You probably mean *kalampugan* which would refer to a commotion, great crash, cacophony, bedlam or great eruption of noise as a result of a fight or other physical altercation.
More context is needed to make sure we have the right word.


----------



## bseg

Salamat po.  
In the context it goes like "kalampungang babae" , so I imagine it describes a loud girl or possibly a horrible or nasty girl...  kaya?  From the story, it would make sense either way.  
thank you ulit


----------



## bseg

After reflection, the meaning is probably more like "this trouble making girl"......


----------



## Maykrobayota

bseg said:


> "kalampungang  (kalampunga?) What is the meaning of this word, please?
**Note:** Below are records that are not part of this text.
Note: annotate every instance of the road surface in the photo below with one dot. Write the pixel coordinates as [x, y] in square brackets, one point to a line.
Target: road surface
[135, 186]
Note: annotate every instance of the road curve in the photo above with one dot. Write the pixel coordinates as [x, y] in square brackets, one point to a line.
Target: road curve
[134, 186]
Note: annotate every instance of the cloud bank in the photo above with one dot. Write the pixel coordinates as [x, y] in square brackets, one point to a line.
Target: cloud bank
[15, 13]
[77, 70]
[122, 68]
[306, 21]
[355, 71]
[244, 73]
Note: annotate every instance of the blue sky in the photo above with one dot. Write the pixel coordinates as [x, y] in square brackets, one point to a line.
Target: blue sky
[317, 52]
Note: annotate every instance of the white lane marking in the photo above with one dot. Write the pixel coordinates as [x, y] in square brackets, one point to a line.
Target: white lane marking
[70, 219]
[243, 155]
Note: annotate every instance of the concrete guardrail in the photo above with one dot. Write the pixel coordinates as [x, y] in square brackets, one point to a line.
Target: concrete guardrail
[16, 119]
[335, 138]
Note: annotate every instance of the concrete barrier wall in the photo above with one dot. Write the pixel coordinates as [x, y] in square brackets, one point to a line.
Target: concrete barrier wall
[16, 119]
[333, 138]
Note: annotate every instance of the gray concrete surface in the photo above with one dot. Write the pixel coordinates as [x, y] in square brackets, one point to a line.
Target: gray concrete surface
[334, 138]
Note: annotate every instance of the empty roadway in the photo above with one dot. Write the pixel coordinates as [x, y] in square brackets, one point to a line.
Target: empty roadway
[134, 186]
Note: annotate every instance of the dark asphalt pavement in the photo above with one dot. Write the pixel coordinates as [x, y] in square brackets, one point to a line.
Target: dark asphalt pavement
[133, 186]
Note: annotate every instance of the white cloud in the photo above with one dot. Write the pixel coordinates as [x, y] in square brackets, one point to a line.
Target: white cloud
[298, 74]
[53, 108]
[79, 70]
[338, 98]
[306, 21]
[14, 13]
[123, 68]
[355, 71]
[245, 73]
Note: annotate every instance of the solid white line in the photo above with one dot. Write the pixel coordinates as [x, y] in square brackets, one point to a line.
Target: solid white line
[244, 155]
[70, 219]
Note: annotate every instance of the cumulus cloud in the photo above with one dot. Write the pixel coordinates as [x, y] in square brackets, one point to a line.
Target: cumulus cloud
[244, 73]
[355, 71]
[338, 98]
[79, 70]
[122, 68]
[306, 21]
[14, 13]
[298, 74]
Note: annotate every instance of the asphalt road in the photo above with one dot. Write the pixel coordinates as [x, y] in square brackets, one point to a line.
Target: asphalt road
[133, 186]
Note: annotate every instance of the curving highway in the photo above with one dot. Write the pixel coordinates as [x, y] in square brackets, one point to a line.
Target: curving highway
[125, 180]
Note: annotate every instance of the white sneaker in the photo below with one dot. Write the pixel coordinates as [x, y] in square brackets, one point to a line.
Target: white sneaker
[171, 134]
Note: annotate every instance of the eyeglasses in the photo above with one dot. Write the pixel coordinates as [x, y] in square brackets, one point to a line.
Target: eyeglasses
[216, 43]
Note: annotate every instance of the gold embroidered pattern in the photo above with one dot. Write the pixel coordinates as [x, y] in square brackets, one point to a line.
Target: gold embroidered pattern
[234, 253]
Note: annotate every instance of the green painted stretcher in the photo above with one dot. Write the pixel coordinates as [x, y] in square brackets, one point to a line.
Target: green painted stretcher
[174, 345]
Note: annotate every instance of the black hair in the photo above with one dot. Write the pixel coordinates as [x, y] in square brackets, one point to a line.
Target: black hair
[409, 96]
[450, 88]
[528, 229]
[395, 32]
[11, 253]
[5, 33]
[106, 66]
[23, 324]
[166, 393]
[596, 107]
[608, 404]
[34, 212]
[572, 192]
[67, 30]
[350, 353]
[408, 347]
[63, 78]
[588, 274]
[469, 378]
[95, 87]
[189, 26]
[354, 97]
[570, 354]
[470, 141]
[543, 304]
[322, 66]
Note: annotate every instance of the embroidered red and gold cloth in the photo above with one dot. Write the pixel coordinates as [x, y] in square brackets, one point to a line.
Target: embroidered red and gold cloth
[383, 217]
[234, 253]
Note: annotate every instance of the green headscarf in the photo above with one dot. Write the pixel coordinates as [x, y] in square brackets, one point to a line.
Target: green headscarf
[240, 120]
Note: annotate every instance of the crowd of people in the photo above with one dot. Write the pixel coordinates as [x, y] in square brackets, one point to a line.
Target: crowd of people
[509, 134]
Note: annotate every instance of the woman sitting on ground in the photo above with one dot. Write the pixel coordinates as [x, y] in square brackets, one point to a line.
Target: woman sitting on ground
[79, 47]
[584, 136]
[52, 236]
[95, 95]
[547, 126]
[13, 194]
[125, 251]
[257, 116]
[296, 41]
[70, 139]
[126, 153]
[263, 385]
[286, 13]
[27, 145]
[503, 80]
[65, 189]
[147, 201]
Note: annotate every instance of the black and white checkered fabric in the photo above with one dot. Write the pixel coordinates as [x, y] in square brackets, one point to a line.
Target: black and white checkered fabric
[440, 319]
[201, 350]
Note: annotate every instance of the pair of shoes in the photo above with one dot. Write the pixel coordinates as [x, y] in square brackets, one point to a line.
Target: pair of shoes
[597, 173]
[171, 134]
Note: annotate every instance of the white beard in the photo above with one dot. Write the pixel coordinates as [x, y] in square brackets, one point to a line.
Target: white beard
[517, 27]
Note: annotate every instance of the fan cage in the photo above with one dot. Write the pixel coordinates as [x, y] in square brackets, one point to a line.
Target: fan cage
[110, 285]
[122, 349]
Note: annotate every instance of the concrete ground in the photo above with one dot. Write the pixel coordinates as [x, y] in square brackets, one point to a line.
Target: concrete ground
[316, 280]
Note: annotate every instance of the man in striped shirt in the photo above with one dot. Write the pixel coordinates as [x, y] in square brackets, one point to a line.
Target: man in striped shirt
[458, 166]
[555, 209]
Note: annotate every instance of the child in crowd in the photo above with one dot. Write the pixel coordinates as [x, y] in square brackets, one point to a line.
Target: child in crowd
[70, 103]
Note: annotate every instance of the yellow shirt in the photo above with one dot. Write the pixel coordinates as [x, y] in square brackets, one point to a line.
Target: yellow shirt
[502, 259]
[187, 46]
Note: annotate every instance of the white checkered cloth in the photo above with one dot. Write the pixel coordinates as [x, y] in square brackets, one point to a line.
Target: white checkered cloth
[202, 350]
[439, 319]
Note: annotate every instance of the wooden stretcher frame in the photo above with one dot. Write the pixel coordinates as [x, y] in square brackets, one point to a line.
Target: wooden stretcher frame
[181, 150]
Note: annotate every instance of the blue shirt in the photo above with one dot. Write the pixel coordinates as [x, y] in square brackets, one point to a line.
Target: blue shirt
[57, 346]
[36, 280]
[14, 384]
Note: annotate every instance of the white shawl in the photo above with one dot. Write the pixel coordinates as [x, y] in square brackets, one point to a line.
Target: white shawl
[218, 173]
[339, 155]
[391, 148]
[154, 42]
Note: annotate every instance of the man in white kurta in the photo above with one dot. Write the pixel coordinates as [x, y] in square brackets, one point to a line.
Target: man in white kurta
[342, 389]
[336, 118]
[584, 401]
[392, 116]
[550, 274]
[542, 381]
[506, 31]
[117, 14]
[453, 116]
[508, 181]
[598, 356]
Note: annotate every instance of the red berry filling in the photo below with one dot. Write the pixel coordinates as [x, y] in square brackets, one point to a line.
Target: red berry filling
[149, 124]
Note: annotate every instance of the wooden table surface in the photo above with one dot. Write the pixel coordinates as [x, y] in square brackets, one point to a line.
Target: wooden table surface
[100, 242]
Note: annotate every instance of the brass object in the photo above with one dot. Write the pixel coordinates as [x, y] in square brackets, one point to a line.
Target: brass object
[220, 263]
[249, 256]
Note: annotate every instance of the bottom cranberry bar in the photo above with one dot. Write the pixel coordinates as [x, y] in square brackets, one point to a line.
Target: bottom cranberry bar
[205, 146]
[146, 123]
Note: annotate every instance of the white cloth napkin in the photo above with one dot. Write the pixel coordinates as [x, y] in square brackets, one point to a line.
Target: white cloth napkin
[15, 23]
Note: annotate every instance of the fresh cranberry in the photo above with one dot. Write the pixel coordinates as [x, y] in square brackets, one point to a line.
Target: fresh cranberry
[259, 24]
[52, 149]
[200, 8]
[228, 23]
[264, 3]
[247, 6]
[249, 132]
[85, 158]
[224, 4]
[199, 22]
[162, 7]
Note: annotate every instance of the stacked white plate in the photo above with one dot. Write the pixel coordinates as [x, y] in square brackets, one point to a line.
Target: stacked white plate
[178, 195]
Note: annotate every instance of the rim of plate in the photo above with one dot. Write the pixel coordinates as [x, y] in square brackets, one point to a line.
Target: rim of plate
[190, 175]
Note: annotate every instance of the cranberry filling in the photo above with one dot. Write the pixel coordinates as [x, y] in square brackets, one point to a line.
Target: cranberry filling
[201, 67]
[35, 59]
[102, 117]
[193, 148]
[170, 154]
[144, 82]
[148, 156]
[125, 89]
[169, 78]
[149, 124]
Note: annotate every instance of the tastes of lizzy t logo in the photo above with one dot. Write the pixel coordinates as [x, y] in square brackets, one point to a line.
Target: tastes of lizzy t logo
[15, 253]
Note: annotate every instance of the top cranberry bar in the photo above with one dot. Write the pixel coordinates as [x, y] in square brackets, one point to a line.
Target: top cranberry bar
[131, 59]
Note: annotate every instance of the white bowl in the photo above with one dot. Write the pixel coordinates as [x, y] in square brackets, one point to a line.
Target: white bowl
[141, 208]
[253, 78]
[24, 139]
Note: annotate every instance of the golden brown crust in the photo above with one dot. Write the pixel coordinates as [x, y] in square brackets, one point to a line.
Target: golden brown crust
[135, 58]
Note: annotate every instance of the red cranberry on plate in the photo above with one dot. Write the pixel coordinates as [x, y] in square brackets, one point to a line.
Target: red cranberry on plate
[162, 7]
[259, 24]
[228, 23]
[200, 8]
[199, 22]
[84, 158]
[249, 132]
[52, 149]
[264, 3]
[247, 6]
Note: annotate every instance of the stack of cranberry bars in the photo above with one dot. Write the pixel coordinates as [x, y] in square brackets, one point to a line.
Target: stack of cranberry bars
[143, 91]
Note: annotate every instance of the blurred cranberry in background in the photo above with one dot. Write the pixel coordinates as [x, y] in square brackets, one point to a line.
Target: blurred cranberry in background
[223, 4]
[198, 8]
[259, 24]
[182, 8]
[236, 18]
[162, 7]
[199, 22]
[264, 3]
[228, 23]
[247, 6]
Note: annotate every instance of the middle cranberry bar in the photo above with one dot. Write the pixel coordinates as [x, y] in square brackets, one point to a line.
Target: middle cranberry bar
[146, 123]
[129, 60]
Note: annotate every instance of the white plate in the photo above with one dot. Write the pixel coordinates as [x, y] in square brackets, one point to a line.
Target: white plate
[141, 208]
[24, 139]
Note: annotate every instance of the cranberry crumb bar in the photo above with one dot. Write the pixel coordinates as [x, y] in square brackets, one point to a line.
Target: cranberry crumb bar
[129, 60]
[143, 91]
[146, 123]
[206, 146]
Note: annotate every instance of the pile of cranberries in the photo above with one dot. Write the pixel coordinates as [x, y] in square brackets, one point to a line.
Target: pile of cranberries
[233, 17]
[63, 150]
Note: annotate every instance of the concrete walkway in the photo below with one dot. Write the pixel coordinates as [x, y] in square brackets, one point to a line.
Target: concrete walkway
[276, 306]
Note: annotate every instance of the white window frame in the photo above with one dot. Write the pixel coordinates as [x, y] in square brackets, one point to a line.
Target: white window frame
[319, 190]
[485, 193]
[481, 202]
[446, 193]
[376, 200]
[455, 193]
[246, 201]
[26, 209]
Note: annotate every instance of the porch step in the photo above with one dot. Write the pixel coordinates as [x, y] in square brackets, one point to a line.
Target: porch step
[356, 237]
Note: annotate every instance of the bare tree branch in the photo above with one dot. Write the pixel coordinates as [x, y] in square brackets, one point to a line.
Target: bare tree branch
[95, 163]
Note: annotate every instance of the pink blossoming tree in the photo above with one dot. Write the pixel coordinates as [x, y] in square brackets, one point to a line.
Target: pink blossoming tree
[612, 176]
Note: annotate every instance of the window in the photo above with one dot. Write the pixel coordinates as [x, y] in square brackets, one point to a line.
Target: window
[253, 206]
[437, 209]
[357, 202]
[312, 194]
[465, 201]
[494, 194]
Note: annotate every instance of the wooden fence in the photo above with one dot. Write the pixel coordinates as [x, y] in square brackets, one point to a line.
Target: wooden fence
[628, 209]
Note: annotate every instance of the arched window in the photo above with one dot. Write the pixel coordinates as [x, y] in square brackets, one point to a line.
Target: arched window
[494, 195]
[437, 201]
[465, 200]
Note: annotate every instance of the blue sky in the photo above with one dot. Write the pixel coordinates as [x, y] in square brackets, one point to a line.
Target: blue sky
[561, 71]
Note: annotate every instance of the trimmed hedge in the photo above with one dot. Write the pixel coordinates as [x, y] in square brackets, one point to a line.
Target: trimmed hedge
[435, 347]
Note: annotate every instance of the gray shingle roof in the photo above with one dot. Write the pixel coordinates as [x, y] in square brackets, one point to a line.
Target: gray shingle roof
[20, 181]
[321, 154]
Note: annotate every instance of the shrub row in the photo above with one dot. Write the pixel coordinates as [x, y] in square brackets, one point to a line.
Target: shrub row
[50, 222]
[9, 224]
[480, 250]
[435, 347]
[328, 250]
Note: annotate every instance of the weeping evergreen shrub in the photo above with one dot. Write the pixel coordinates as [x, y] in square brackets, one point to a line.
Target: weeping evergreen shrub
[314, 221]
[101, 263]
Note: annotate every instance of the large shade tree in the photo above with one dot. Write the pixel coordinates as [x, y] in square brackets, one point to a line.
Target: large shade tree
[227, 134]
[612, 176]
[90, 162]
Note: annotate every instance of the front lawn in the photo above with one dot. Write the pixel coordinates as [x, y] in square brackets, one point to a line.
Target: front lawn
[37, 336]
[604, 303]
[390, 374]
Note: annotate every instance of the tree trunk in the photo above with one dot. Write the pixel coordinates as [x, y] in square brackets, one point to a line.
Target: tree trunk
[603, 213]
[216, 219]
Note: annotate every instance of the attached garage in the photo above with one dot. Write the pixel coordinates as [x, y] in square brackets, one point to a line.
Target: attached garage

HA hA hA. I just had to create an account when I saw this question.

It's "kalampungang babae".

lampungan - refers to the noisy, wild courtship among cats

When you use it to describe a person - "kalampungang babae" - you're saying that this woman is someone's object of overt PDA.


----------



## Lovestotravel

Kalampungang Babae- or kalampungan

I believe this is what they say "necking and petting / or making out  " in English.

I saw him last night making out with a girl.

Hope it helps.


----------



## bseg

Maykrobayota said:


> HA hA hA. I just had to create an account when I saw this question.
> 
> It's "kalampungang babae".
> 
> lampungan - refers to the noisy, wild courtship among cats
> 
> When you use it to describe a person - "kalampungang babae" - you're saying that this woman is someone's object of overt PDA.


thank you..it makes more sense now...  glad I made you laugh...


----------



## bseg

Lovestotravel said:


> Kalampungang Babae- or kalampungan
> 
> I believe this is what they say "necking and petting / or making out  " in English.
> 
> I saw him last night making out with a girl.
> 
> Hope it helps.


Maraming salamat sayo


----------